夹杂物对15MnB钢冲击性能的影响

doi:10.13251/j.issn.0254-6051.2020.11.007

摘要/Abstract

摘要： 15MnB钢的化学成分和生产工艺决定了材料中极易出现MnS和TiN这两种夹杂物,研究了15MnB钢中S、Ti两种元素对夹杂物的产生及冲击性能的影响。设计不同S元素、Ti元素含量的15MnB钢,采用相同锻造、轧制及热处理工艺处理后,检测其冲击性能。采用光学显微镜观察试样的显微组织和夹杂物形貌,并用扫描电镜及能谱仪对夹杂物的化学成分进行检测。结果表明:S元素含量≤0.0029%,Ti元素含量≤0.03%时,15MnB钢的冲击性能最优;S元素含量≤0.0029%时,材料中形成的夹杂物数量少且尺寸小,15MnB钢的冲击性能稳定性随其含量减少而增强;Ti元素含量≥0.06%时,材料中会形成大量尺寸较大的TiN导致15MnB钢冲击性能大幅度降低。为了获得良好且稳定的冲击性能,建议企业在生产15MnB钢时严格控制夹杂物种类和等级,具体要求:D类(细系)≤1.0级、TiN≤0.5级,不应存在其他类型的夹杂物。
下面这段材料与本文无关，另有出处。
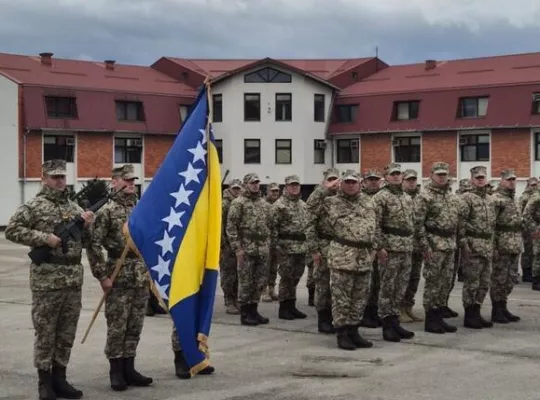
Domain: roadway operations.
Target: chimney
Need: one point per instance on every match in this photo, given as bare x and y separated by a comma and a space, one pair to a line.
109, 64
46, 58
431, 64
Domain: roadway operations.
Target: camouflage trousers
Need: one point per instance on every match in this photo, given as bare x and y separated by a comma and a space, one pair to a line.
476, 280
438, 274
414, 279
252, 278
55, 315
291, 268
125, 309
350, 292
228, 276
394, 280
504, 276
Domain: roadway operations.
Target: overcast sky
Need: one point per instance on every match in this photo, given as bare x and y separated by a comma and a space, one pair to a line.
140, 31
关键词: 15MnB钢, 夹杂物, 夹杂物等级, 冲击性能, MnS, TiN

Abstract: Under the influence of chemical composition and production process, MnS and TiN inclusions are easy to appear in 15MnB steel. The influence of S and Ti elements on the generation of inclusions and the impact performance of the 15MnB steel were studied through testing the steel with different S and Ti element content and with the same forging, rolling and heat treatment processes. The microstructure and inclusions of the specimen were analyzed by using optical microscope, and the chemical composition in different types inclusions was identified by using SEM and EDS. The results show that the impact performance of the 15MnB steel is the best when the S element content ≤0.0029% and the Ti element content ≤0.03%. The number and size of inclusions formed in the steel are both small, and the stability of impact performance of the steel increases with the decrease of its content when the S element content ≤0.0029%. A large amount of TiN with large size forms in the steel resulting in a significant reduction in the impact performance of the steel when the Ti element content ≥0.06%. In order to obtain good and stable impact performance, it is suggested that the species and grade of inclusions should be strictly controlled in the industrial production of 15MnB steel: inclusions of class D (thin series) ≤ grade 1.0, TiN inclusion ≤ grade 0.5, and no other types of inclusions.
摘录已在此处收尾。